The general syntax for a server-based URI authority portion is

 [ [ userInfo "@" ] host [ ":" portNumber ] ]

Unless the authority is null, it must always specify a host (computer). It can be optionally preceded by user information and an at sign ("@"), where the user information identifies a user or account at that host. A colon and a port number can also follow it.

The user information could consist of a user name or an account number. On many systems, it is structured as follows:

 UserName [ ":" Password ]

This syntax indicates that a user name is optionally followed by a colon and a password. Use of this format to send plain text passwords is dangerous and not recommended except in the extraordinary circumstance that the "password" is intended to be public knowledge.

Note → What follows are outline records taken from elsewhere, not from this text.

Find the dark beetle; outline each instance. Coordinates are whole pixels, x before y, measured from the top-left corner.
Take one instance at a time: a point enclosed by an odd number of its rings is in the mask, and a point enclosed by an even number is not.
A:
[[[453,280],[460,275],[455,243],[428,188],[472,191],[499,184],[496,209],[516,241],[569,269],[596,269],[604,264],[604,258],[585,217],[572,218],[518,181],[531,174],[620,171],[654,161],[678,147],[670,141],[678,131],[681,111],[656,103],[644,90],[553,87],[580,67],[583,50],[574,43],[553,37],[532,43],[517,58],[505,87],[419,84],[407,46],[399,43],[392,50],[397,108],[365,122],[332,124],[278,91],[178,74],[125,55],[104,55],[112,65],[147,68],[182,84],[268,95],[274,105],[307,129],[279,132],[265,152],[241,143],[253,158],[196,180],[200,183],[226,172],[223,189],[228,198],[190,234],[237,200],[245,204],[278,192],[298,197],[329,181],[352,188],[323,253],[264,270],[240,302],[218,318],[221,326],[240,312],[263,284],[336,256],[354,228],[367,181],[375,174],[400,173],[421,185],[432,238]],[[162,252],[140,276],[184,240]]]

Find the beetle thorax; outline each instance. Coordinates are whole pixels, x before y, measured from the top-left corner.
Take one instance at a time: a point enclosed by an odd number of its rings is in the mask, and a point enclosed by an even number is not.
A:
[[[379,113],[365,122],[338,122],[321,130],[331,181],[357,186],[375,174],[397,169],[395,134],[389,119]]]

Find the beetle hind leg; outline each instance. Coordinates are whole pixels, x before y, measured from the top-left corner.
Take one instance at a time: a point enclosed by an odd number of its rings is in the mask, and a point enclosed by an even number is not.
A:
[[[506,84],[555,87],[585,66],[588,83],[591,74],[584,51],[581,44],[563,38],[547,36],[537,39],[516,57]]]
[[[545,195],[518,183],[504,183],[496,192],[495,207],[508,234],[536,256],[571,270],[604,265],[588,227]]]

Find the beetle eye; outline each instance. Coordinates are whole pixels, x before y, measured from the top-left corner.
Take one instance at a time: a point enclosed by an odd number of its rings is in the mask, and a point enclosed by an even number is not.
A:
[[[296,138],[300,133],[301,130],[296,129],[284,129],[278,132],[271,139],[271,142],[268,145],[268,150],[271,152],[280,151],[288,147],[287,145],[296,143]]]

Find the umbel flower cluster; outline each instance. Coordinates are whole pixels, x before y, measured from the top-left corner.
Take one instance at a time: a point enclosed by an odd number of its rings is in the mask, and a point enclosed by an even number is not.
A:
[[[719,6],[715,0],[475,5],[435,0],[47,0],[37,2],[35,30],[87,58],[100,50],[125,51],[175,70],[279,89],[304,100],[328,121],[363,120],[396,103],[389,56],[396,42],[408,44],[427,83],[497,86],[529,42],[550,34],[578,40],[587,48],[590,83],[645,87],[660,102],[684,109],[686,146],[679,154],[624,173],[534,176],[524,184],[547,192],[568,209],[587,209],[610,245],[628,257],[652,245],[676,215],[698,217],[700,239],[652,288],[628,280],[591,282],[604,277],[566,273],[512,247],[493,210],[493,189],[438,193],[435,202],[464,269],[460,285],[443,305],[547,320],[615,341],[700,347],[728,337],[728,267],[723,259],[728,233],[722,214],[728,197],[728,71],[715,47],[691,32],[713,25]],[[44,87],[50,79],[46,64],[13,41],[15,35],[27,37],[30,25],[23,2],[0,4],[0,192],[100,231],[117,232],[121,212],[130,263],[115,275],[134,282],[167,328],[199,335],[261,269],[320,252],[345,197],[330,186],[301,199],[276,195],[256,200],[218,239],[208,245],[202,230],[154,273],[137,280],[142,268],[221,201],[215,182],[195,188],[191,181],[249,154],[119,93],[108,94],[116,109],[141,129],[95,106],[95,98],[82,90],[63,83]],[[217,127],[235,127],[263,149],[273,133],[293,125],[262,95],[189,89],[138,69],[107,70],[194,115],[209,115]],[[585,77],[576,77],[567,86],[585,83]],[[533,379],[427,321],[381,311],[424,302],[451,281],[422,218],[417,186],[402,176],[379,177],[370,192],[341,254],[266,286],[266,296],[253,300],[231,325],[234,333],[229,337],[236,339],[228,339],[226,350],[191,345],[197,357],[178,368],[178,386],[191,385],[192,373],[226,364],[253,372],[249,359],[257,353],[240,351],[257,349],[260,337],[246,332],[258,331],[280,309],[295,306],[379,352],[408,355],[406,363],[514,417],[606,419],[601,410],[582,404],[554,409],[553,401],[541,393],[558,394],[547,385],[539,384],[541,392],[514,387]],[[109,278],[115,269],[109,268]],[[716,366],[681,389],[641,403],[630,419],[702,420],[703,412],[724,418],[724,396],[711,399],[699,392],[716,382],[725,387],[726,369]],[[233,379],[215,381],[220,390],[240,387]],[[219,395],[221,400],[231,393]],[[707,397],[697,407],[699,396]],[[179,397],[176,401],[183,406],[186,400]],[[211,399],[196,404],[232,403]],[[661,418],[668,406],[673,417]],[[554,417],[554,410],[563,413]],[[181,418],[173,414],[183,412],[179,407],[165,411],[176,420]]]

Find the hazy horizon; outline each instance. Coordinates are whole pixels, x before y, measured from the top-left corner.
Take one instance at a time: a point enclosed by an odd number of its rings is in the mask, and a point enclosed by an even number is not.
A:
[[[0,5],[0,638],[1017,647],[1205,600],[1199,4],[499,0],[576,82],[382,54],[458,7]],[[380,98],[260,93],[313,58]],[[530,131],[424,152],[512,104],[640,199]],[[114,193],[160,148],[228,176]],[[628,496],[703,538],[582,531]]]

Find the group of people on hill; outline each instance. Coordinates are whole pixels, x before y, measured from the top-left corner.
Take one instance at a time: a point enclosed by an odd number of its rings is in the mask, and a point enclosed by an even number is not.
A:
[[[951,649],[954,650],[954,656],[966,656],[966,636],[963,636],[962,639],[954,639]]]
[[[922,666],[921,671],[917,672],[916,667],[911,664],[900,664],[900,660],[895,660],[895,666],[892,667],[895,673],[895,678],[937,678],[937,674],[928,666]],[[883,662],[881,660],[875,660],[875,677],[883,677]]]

The host specification can consist of either a numeric address or a domain name [RFC 1034, 1035] to be looked up to find the address. Domain names are a dotted sequence of labels such as "server.example.mp.us" or "www.example.com". Numeric addresses can appear in several formats. The Internet is currently based on version 4 of the Internet Protocol (IPv4), which uses 32-bit addresses [RFC 791]. Version 6 (IPv6), which uses 128-bit addresses, is being slowly deployed, however [RFC 2460]. Numeric host addresses must follow one of the standardized formats:

A "dotted quad" takes the form x.y.z.w, where each letter is an integer in the range 0 to 255. This form represents the IPv4 host address with four bytes of those integer values in that order (i.e., w + z*2⁸ + y*2¹⁶ + x*2²⁴). Example: "10.0.0.1".
An integer in the range 0 to 2³² - 1 represents an IPv4 host with that address. Example: "167772161", which has the same meaning as 10.0.0.1.
Numeric IPv6 addresses within square brackets can be represented in a flexible format that preferably consists of hexadecimal chunks of four digits [RFC 2373]. Example: "[1080:0:0:0:8:800:200C:417A]". (A number of abbreviations are available, such as squeezing out one run of zeros by using "::", as in "[1080::8:800:200C:417A]".)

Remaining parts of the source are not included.